Le componenti di questi circuiti sono raccolte in una sorta di banca, il Registry
of Standard Biological Parts, dove sono depositate a migliaia, e da dove
possono essere ottenute da chiunque gratuitamente.
La biologia sintetica così
diventa quasi un gioco da ragazzi, in cui basta poco per cimentarsi a inventare
sistemi biologici. C’è perfino un concorso internazionale cui partecipano anche
studenti delle superiori e in cui il premio in palio è un mattoncino d’argento
che ricalca la caratteristica forma del Lego. “Il mio laboratorio ha partecipato con un progetto in
cui cellule di lievito erano modificate in modo da rilevare la presenza di
acido oleico e diventare verdi in presenza di olio d’oliva extravergine” prosegue Di Bernardo.
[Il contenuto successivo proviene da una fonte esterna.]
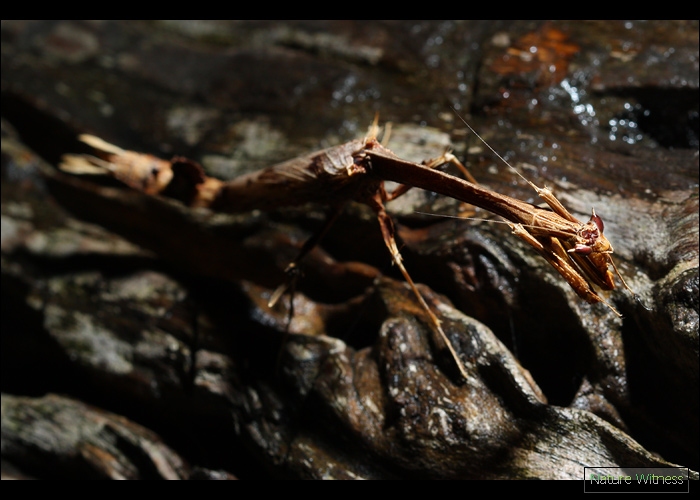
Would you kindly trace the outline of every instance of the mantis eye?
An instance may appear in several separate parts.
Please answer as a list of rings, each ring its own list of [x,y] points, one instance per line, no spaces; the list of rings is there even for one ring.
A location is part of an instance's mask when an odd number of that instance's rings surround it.
[[[598,229],[600,232],[603,232],[603,219],[601,219],[599,216],[593,212],[593,215],[591,215],[591,220],[595,223],[596,226],[598,226]]]

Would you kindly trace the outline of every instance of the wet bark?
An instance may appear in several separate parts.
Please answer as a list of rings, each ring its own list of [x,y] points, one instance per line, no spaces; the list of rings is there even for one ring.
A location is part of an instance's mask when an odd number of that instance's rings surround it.
[[[3,23],[5,474],[697,470],[698,25],[633,24]],[[379,112],[399,156],[449,146],[540,203],[450,107],[603,217],[641,299],[586,304],[507,227],[416,213],[487,212],[411,191],[389,212],[463,384],[366,207],[304,260],[286,334],[267,302],[329,207],[222,215],[56,169],[89,132],[230,179]]]

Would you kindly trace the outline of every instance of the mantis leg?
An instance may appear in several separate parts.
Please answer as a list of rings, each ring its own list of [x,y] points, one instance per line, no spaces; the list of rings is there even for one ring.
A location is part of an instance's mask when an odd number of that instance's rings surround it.
[[[418,299],[418,303],[420,304],[421,308],[425,311],[426,315],[428,316],[431,330],[437,334],[435,343],[438,345],[439,348],[447,348],[457,366],[457,370],[459,371],[462,379],[468,380],[468,373],[466,371],[466,368],[464,367],[462,361],[459,359],[459,355],[455,351],[454,347],[452,347],[450,339],[447,338],[447,335],[445,335],[445,332],[442,330],[442,327],[440,326],[440,320],[437,318],[437,316],[435,316],[435,313],[433,313],[428,304],[425,302],[425,299],[421,295],[420,291],[418,291],[416,284],[413,282],[413,279],[408,274],[408,271],[403,265],[403,259],[401,257],[401,253],[399,252],[398,247],[396,246],[396,239],[394,238],[394,224],[392,223],[389,214],[386,213],[386,209],[384,208],[384,203],[382,202],[381,198],[382,197],[380,193],[375,193],[369,200],[367,200],[367,204],[370,205],[377,213],[377,219],[379,221],[379,226],[382,231],[382,237],[384,239],[384,243],[389,249],[389,253],[391,253],[391,258],[401,271],[401,274],[410,286],[411,291],[416,296],[416,299]]]

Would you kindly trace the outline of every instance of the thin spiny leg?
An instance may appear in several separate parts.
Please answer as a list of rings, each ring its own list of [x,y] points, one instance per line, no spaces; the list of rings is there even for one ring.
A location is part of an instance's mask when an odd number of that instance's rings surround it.
[[[418,291],[416,284],[413,282],[413,279],[411,279],[411,276],[408,274],[408,271],[403,265],[401,253],[399,252],[399,249],[396,246],[396,239],[394,238],[393,223],[391,222],[391,218],[386,213],[386,209],[384,208],[384,203],[382,202],[382,194],[385,195],[385,193],[383,193],[383,190],[375,193],[372,197],[370,197],[370,199],[367,200],[367,203],[377,213],[377,219],[379,220],[379,226],[382,230],[382,237],[384,239],[384,243],[389,249],[394,263],[398,266],[404,279],[406,280],[414,295],[418,299],[419,304],[421,305],[425,313],[428,315],[431,330],[434,333],[437,333],[438,336],[436,344],[443,345],[449,350],[450,355],[452,356],[452,359],[457,365],[457,369],[460,375],[462,376],[463,380],[468,380],[469,375],[466,371],[466,368],[464,367],[462,361],[459,359],[457,351],[455,351],[454,347],[452,347],[450,339],[447,338],[447,335],[442,330],[442,327],[440,326],[440,320],[437,316],[435,316],[435,313],[433,313],[428,304],[425,302],[425,299],[421,295],[420,291]]]
[[[334,207],[333,211],[330,213],[321,229],[319,229],[311,238],[304,242],[304,245],[301,247],[299,254],[294,258],[292,262],[289,263],[287,268],[284,270],[285,274],[287,275],[287,281],[285,283],[282,283],[279,287],[277,287],[277,289],[273,292],[272,296],[270,297],[270,300],[267,303],[267,306],[272,308],[279,301],[282,295],[284,295],[285,293],[289,294],[289,308],[287,310],[287,322],[284,326],[284,337],[282,338],[281,343],[282,347],[280,347],[277,353],[277,361],[275,363],[276,373],[279,372],[282,363],[282,348],[287,342],[287,337],[289,336],[289,331],[292,325],[292,319],[294,319],[294,296],[296,295],[297,283],[299,281],[299,277],[301,276],[299,262],[304,257],[306,257],[306,255],[311,250],[313,250],[314,247],[316,247],[316,245],[318,245],[319,241],[321,241],[321,239],[326,235],[328,230],[336,221],[342,209],[342,204]]]
[[[286,283],[281,284],[277,289],[274,291],[272,294],[272,297],[270,297],[269,302],[267,303],[268,307],[274,307],[277,301],[282,297],[282,295],[287,291],[292,288],[292,285],[296,285],[296,280],[299,277],[299,262],[306,257],[306,255],[318,245],[319,241],[328,233],[328,230],[331,228],[331,226],[335,223],[336,219],[338,218],[338,215],[340,215],[340,212],[343,209],[343,205],[337,205],[333,207],[333,211],[330,213],[328,218],[323,224],[323,227],[319,229],[316,234],[314,234],[311,238],[306,240],[304,242],[304,245],[301,247],[301,250],[299,250],[299,254],[294,258],[292,262],[289,263],[287,268],[284,270],[284,272],[289,276],[289,280]],[[293,294],[292,294],[292,301],[294,300]],[[293,306],[290,305],[290,311],[293,311]],[[290,318],[291,321],[291,318]]]

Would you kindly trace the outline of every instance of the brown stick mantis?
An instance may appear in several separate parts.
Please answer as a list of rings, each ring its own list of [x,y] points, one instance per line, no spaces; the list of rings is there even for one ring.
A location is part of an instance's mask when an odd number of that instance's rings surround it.
[[[469,124],[465,124],[506,165],[515,170]],[[467,377],[467,372],[442,330],[440,320],[402,263],[393,223],[384,207],[386,202],[397,198],[410,187],[421,187],[450,196],[503,217],[513,233],[542,255],[582,299],[589,303],[603,302],[619,316],[590,284],[592,282],[603,290],[614,289],[614,275],[609,270],[612,267],[623,286],[630,290],[615,267],[611,257],[612,245],[603,235],[603,221],[595,212],[588,222],[582,223],[564,208],[551,191],[539,188],[527,179],[526,182],[551,210],[437,170],[441,165],[453,163],[467,178],[472,179],[459,160],[450,153],[423,164],[402,160],[380,144],[377,133],[375,119],[368,135],[363,139],[298,157],[228,182],[207,177],[201,166],[191,160],[175,157],[171,161],[165,161],[123,150],[88,135],[81,136],[81,140],[94,148],[98,156],[66,155],[61,169],[79,174],[109,173],[128,186],[149,195],[169,196],[190,206],[224,212],[270,210],[309,202],[329,205],[332,210],[326,224],[303,245],[297,258],[289,265],[289,272],[293,272],[304,255],[318,243],[345,203],[355,200],[369,205],[377,214],[382,237],[393,262],[428,317],[437,344],[449,350],[463,378]],[[522,177],[520,173],[518,175]],[[392,193],[387,193],[385,180],[401,184]],[[271,303],[284,290],[285,287],[278,288]]]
Ma la biologia sintetica non è solo un divertimento per
nerd, né tutto si svolge nell’ambito delle fondazioni no profit come la
BioBricks, che organizza il concorso.
Le sue possibili applicazioni industriali vanno al di là del benessere e della
salute. “Molti
hanno sperato che per questa via si potessero produrre per esempio
biocarburanti, come l’etanolo, in quantità economicamente sostenibili” conclude Di Bernardo. “Per il
momento, però, aziende fondate su queste tecnologie ancora non ce ne sono.
Quelle che ci hanno provato hanno finito per ripiegare, almeno per ora, sulla
“vecchia” ingegneria genetica”.
Eppure molti ritengono che
il nostro sia il secolo in cui passeremo dalle costruzioni con il Lego alla
realizzazione dei grattacieli. Staremo a vedere se sarà proprio così.